Web training is nothing new for Craig Van Batenburg, owner of Massachusetts-based training company ACDC. Specializing in hybrid and electric vehicle, he realized years ago that he got the best results when students arrived with some of the fundamentals already in place. Rather than create DVDs that would quickly go out of date, he started recording webinars that would serve as a primer for new students. Before long, he had a comprehensive library of training that could be delivered on-demand through the Internet.
“I had everything in place for Covid, and didn’t even know it,” he says.
When he had to put live training on hold in March, he launched daily webinars to keep his growing roster of students busy.
“Life has to go on,” he says. “It’s all a matter of adapting to new types of training.”
Unfortunately, it doesn’t offer the same kind of dopamine fix as live training.
“Part of the satisfaction of teaching a hands-on class is being with people who are struggling with a concept, and you’re guiding them through it, and suddenly they get it. The light bulbs start turning on. They grab their pens and hurriedly start writing things down. That’s a rush. That doesn’t happen on a webinar. You can’t read their faces.”
He says you have to have tremendous confidence that what you’re doing is making sense when you have no feedback.
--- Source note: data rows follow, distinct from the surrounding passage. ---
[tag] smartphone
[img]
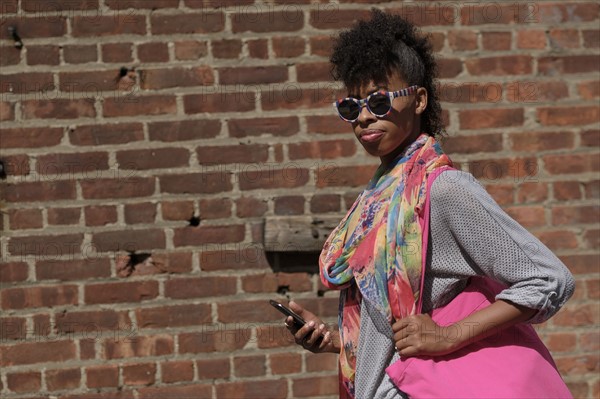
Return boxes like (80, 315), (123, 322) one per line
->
(269, 299), (306, 328)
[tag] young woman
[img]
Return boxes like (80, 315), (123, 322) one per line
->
(286, 11), (574, 398)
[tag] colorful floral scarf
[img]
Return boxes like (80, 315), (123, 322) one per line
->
(319, 134), (451, 398)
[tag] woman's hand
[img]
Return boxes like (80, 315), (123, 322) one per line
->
(285, 301), (340, 353)
(392, 314), (458, 357)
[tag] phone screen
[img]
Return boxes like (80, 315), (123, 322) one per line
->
(269, 299), (306, 328)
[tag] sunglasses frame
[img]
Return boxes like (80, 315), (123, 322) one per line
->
(333, 85), (419, 123)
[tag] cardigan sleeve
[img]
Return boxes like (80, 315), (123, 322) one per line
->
(431, 170), (575, 323)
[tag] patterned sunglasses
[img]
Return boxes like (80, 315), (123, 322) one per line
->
(333, 86), (419, 123)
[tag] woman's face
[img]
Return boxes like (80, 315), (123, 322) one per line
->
(348, 74), (427, 164)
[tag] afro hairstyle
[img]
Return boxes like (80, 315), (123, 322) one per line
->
(330, 8), (444, 136)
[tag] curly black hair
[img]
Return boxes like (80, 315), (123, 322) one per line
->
(330, 8), (444, 136)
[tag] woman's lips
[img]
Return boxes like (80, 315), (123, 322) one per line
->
(359, 130), (383, 143)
In his webinars, he uses the same strategy of opening the floor to questions throughout the class, rather than just at the end.
“The end is the wrong time to ask questions,” he says. “By then confusion has set it. Or they don’t want to ask questions because they’re tired, or they don’t want to prolong the class on.”
In his webinars he regularly unmutes the participants and encourages a discussion.
“Sometimes that becomes the class,” he says.
No one can say when live training will be possible again. And when it does resume, it may be in smaller classes to observe strict social distancing protocols.
Nevertheless, trainers are counting down the days.
“I don’t know when that’ll happen but when it does, I anticipate people will have been cooped up for so long that the turnout for training will be pretty good,” says Cleary.
Van Batenburg says until then, he’s staying busy, developing new classes, writing articles, and completing an automotive textbook.
“When this is over, I think we’ll emerge as a better training company,” he says. “And I think the industry will be ready to come back to class.”